In quello spogliatoio oltre al grande capo Vinnie Jones c’erano anche John Fashanu, noto in Italia come “la personcina” grazie alla Gialappa’s Band e che era fratello di Justin, il primo calciatore gay dichiarato della storia (costretto al suicidio per questo nel 1998), e Dennis Wise, futuro storico capitano del Chelsea degli anni ’90 con il quale vinse Coppa delle Coppe, Supercoppa Europea, due FA Cup, una Carling Cup ed un Charity Shield. Ecco un ricordo di Wise da parte di Sir Alex Ferguson: “Sarebbe capace di scatenare una rissa anche in una stanza vuota”.

Il suo lavoro? Calciattore

Dopo aver smesso col calcio nel 1999, anno in vissuto da allenatore-giocatore del Queens Park Rangers, uno come Vinnie Jones non avrebbe mai potuto continuare in panchina od in qualsiasi altro ruolo che il calcio ed anche lo sport in generale contempli. Ma il famoso regista Guy Ritchie, ex marito di Madonna e direttore dietro alla cinepresa di film come “Lock & Stock – Pazzi Scatenati” e “Sherlock Holmes”, successo mondiale con Robert Downey Jr., volle scommettere sul carisma di Vinnie affibbiandogli naturalmente il ruolo del duro.

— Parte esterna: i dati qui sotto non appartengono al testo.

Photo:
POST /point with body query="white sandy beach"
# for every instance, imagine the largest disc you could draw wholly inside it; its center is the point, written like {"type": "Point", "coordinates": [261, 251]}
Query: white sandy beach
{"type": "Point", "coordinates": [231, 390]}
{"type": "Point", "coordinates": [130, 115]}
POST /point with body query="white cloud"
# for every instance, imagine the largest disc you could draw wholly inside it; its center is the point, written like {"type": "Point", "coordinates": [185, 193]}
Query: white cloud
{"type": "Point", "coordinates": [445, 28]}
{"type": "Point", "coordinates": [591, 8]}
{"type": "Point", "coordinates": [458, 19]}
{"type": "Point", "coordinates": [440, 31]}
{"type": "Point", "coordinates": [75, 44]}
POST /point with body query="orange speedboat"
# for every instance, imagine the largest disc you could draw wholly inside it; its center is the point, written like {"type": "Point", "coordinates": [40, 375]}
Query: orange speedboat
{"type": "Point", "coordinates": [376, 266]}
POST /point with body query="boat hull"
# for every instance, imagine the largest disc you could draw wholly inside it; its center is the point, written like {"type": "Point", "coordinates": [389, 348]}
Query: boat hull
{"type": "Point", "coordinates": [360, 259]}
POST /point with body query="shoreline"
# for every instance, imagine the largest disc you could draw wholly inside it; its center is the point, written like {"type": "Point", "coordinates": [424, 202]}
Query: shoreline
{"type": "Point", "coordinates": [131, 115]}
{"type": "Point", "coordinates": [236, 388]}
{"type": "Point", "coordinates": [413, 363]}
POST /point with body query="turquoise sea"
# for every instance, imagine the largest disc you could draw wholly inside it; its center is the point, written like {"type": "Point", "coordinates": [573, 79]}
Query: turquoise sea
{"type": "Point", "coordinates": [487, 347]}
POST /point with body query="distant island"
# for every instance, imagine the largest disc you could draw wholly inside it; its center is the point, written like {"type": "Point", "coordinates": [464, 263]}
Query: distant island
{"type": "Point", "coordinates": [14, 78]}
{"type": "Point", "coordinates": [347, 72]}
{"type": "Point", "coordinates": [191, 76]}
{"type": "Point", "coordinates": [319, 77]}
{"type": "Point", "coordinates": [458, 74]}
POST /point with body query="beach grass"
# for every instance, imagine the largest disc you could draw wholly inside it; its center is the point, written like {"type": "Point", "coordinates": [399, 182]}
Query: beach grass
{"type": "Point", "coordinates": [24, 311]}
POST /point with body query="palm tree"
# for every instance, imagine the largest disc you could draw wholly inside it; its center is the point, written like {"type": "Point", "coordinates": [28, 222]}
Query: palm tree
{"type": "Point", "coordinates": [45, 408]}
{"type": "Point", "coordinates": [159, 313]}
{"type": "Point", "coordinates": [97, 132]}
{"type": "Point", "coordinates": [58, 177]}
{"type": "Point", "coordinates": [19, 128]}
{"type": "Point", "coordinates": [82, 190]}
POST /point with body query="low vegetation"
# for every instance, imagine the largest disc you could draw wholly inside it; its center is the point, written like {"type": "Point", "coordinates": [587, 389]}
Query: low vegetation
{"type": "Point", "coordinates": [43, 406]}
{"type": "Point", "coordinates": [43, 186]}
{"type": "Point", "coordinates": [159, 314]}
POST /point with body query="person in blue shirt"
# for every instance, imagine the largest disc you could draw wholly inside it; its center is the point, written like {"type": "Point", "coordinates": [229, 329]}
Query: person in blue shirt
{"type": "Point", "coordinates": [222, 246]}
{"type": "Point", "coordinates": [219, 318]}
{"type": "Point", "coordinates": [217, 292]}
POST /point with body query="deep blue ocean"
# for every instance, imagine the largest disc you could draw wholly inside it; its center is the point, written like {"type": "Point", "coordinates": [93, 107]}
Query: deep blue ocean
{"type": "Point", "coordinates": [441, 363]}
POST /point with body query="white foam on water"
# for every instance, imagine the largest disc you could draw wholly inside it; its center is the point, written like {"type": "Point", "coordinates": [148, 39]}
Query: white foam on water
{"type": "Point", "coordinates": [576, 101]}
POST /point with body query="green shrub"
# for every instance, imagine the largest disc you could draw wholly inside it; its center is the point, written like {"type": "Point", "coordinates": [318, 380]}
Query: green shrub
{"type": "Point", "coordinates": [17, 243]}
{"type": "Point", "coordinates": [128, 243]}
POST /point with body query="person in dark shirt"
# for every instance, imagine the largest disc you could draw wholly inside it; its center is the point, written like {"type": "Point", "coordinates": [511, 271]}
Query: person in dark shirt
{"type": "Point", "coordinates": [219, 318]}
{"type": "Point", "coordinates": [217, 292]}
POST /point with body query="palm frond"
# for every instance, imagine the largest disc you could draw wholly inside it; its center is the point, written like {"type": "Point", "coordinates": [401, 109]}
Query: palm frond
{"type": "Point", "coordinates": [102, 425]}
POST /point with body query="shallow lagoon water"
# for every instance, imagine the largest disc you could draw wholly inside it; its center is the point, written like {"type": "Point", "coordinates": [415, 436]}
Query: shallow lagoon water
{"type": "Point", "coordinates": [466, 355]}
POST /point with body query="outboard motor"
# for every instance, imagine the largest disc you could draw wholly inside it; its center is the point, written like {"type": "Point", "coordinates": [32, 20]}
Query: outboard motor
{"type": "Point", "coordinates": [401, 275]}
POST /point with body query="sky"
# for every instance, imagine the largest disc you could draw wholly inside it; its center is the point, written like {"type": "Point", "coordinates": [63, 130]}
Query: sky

Il poco tenero gallese è apparso proprio in “Lock & Stock”, pellicola che ha rappresentato il suo debutto al cinema, recitando poi in oltre 40 film, tra i quali “Snatch – Lo strappo”, “Codice: Swordfish”, “X-Men: conflitto finale” ed “Eurotrip”. Qui interpreta dannatamente bene la parte di uno schizofrenico capo ultras del Manchester United con un innato odio contro gli italiani. La sua ultima fatica cinematografica è ‘Kingsman – Il Cerchio d’Oro’ del 2017, regia di Matthew Vaughn. E come attore ha recitato anche a fianco di Sylvester Stallone ed Arnold Schwarzenegger. Loro due dei duri soltanto sul grande schermo.

Il pericolo è il suo mestiere

Come se non bastasse, il rude gallese si è cimentato in alcune particolari trasmissioni televisive. Ad esempio nel 2008 ha presentato in qualità di conduttore-narratore il docureality “World’s Thoughest Cops” per il canale britannico ITV4, dove introduceva ad ogni puntata il lavoro delle forze di polizia speciali in paesi del mondo dove la criminalità è più che mai in attività, concentrandosi sugli aspetti più pericolosi del mestiere. Nel 2010 è stato poi uno dei principali protagonisti dell’edizione inglese di “Celebrity Big Brother”, il Grande Fratello dei Vip, non ricevendo mai una nomination e piazzandosi terzo. E sempre nel 2010 ha fatto parte del cast della serie televisiva americana “Chuck” come guest star nel secondo episodio della terza stagione.

Inoltre è stato impegnato come protagonista su National Geographic Channel nella serie di documentari “Vinnie Jones: Un lavoro da duri”, ambientato in Russia e dove si è cimentato con i mestieri più pericolosi del mondo, come domare animali feroci, fare da bodyguard per uomini facoltosi in zone malfamate o arrampicarsi su grattacieli senza imbracature e misure di sicurezza varie. Una passeggiata per uno come il roccioso ex calciatore gallese. E noi vi lasciamo così, con una delle sue risse, scatenata 10 anni fa dopo essersi scagliato contro un buttafuori di un locale di Londra. Qui il nostro ebbe la peggio, rimediando la bellezza di 50 punti di sutura.